Jeden Tag von 17 bis 19 Uhr halten Mitglieder der Bürgerinitiative eine Mahnwache vor dem Geschäft ab - seit September 2011. "Wir sind immer acht bis 15 Leute", sagt Hans-Jürgen Preuß. Jeder, der Zeit habe, komme vorbei, um friedlich zu demonstrieren. "Glinde hat dadurch ein ganz neues Bewusstsein gegen Rassismus entwickelt", sagt Preuß. Er betont: "Es geht uns ja nicht einfach um die Mode. Dieser Laden steht ja stellvertretend für viel mehr."

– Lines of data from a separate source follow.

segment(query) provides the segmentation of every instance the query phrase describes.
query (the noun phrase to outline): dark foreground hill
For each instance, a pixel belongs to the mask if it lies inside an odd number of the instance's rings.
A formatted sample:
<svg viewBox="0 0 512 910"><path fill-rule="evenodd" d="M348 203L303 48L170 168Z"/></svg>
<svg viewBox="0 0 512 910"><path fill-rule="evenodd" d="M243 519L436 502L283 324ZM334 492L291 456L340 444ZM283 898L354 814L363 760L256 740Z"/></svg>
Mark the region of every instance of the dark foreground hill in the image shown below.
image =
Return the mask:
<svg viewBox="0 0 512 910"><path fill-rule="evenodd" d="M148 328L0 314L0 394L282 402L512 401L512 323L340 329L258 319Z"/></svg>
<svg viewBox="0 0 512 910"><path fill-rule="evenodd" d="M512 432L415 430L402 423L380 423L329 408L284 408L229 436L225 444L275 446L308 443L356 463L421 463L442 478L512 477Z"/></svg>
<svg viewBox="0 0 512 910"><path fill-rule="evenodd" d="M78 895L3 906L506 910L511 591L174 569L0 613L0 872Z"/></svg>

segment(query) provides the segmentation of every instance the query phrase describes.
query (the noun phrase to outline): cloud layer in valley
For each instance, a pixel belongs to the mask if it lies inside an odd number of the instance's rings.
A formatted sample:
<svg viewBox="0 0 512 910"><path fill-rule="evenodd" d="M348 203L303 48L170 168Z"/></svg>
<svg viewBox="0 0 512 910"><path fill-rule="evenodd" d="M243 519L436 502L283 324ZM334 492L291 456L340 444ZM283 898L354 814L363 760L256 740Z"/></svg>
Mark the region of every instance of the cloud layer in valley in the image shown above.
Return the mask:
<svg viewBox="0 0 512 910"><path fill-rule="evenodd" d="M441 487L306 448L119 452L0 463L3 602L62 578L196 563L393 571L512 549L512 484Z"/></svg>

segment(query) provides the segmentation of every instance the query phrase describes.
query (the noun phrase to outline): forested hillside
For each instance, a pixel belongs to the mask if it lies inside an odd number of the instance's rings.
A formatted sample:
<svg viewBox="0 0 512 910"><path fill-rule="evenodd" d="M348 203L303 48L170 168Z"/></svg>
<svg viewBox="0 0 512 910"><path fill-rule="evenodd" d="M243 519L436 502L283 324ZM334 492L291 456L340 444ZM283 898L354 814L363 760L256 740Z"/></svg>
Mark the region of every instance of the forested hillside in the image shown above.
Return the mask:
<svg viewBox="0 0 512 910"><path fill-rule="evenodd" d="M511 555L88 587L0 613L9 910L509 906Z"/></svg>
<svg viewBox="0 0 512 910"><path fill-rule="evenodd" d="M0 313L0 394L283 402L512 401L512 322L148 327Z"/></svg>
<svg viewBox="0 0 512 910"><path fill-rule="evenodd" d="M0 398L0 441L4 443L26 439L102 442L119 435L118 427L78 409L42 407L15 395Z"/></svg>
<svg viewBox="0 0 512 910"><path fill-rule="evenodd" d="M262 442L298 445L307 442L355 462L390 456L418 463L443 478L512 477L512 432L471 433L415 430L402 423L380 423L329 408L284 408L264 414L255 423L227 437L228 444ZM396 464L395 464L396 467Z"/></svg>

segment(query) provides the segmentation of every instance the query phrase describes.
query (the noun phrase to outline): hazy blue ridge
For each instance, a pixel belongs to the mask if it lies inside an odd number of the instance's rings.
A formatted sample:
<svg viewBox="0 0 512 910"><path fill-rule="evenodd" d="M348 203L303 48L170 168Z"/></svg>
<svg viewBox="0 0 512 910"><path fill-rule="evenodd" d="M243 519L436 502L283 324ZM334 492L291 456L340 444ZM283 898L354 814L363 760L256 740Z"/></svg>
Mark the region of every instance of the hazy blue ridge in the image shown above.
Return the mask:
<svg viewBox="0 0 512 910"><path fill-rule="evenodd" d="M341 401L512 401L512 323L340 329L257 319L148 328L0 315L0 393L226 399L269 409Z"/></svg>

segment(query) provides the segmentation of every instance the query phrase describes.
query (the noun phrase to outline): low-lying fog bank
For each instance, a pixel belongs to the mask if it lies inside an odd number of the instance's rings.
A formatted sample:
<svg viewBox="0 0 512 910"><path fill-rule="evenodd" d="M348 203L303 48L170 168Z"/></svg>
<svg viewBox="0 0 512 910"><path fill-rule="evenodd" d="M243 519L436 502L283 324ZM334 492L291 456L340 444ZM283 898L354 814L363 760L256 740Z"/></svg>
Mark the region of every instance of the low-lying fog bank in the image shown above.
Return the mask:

Doris Dose bestätigt: "Dank der Aktivitäten der Initiative ist die Bevölkerung aufgeklärter und für das Thema sensibilisiert." Es sei schön zu sehen, wie viele Menschen sich an den Aktionen beteiligten. Dose: "Junge und alte Leute sind dabei, alle Parteien, Konfessionen und Gesellschaftsschichten."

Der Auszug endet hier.